Meeting lifting standards

The Heidrun FSU crane in Protea’s yard, Poland. Photo from Protea.

Protea has designed its largest crane to date for Statoil’s Heidrun FSU, a project that will aid the life extension of the Heidrun field.

Statoil is investing in the infrastructure of its Heidrun field in the North Sea, hoping the return will be an extension in life of the field until at least 2045.

One key expenditure has been in a new floating storage unit (FSU) for the field, currently being built by Samsung Heavy Industries in Korea. It will replace an existing two-buoy loading system on the field, from which purpose-built shuttle takers were used for offtake.

The new permanently-manned FSU will have a 30-year expected design life and is scheduled to be on location from early 2015. It will be permanently moored to a buoy, with oil offtake via shuttle tankers.

The FSU includes a new 55ton safe working load (SWL) crane, designed and built by Poland’s Protea, which has offices in Norway and fabrication facilities and offices in Poland.

“Statoil required a weight-efficient, high-performance offshore pedestal crane, that complied fully with EN13852-1, Crane N Notation and NORSOK regulations,” Tomasz Paszkiewicz, Protea’s CEO, says.

Cranes of this capacity and outreach are typically of a lattice boom construction, but for this application, Statoil specified a box boom type to ensure the crane was as compact as possible with the shortest luffing range.

 

The Heidrun FSU, schematic. Image from Protea. 

As box boom cranes are generally heavier than a lattice boom equivalent, one of the key technical challenges was to optimize its overall weight. This required detailed analysis of the crane’s structure, using software developed by Protea, together with shell element analysis and bar element analysis. This process allowed Protea’s design to comply with code and meet the overall weight target, coming in at 165ton, including the pedestal and the staircase, or 125ton without.Two high capacity hydraulic rams are used for luffing the boom, reducing the overall height of the crane and making it suitable for use on offshore platforms where there are height limitations.

Statoil's Heidrun platform. Photo from Statoil by Harald Pettersen.

The crane’s total hoist height is 80m, with hoist speed in four-fall configuration being 18m/min (SWL 50ton), and 42m/min in one fall configuration (SWL 10ton). The outreach is up to 40m, with an unlimited 360° slewing range at 0.72rpm. Full boom luffing can be achieved in 80 seconds.

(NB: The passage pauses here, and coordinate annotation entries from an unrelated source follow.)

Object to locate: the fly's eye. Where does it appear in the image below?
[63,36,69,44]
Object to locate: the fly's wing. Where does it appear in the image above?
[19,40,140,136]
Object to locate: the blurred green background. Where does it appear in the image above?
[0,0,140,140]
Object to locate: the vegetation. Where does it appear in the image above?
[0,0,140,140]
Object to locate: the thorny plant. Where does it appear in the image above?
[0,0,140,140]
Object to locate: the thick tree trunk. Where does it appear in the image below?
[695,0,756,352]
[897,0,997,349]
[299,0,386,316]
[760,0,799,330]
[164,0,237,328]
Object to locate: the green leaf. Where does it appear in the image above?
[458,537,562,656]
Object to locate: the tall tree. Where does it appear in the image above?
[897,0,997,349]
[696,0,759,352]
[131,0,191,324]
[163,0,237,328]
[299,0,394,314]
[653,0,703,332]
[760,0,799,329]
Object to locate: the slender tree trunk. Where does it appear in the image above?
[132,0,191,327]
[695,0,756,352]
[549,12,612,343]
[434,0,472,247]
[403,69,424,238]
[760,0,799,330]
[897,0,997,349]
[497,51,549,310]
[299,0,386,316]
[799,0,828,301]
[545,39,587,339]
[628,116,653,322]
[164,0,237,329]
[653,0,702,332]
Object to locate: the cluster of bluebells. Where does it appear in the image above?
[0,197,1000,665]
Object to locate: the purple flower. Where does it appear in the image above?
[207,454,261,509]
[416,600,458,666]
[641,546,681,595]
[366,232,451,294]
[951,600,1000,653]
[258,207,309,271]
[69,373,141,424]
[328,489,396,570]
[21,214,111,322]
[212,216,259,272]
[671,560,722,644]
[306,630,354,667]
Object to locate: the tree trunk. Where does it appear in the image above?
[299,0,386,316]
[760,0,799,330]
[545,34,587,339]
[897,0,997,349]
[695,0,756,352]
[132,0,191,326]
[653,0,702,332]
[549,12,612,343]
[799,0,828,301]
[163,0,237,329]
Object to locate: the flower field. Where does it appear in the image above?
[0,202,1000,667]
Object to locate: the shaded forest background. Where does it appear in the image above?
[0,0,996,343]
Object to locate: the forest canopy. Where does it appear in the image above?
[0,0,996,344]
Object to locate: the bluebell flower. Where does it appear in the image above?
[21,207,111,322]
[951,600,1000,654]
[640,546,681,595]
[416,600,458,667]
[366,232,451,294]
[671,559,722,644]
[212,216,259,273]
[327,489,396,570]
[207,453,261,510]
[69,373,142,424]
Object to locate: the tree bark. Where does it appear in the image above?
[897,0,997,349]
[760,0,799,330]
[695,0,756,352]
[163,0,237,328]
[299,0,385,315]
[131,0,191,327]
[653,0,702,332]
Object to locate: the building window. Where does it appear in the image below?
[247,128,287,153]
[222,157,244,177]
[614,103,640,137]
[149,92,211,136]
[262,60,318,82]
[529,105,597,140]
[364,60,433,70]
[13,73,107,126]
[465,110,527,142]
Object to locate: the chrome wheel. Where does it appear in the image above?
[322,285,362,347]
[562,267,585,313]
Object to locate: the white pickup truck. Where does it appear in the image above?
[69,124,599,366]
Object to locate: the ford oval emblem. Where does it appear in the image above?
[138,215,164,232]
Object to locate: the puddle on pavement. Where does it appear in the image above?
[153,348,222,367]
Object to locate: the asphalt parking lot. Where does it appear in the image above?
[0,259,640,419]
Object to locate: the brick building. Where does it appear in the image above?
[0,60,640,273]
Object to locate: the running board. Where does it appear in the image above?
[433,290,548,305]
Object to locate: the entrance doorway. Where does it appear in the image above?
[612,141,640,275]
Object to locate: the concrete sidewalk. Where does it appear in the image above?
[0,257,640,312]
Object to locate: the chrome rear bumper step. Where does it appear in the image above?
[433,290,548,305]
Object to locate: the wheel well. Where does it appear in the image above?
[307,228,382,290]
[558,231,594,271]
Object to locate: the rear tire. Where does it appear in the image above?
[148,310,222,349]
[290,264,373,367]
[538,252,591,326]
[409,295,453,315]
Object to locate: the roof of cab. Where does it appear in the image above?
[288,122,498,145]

The crane met EN 13852-1 Offshore Cranes standard; DNV GL N Class standard; the latest NORSOK regulations, and Statoil’s internal requirements, Paszkiewicz says, making it “probably the highest specification offshore crane that has been delivered to date.”

While Protea has already designed a number of Ram luffing cranes, including 22ton SWL cranes for a pipelay vessel and a 33ton SWL riser handling knuckle boom crane for a semisubmersible drilling rig, this is the largest capacity ram luffing crane the firm has built.

Protea was founded in 2001 by Paszkiewicz and subsequently merged with engineering firm NTD Olesno in 2004, before opening a manufacturing and assembly facility in Ligota Gorna, Poland in 2008. The production facility was expanded in 2013, with the addition of a 26m-high assembly hall.

Heidrun was discovered in 1985 by ConocoPhillips in the Norwegian North Sea and has been producing oil and gas since October 1995 from a floating ten- sion leg platform with a concrete hull.

A total of 76 wells are planned on the main field, including 51 producers, 24 water injectors and one gas injector. The north flank of Heidrun was brought onstream in August 2000.

Samsung Heavy Industries is building the new FSO on Geoje Island, Republic of Korea. The unit is expected to be on location at the Heidrun field 1H 2015.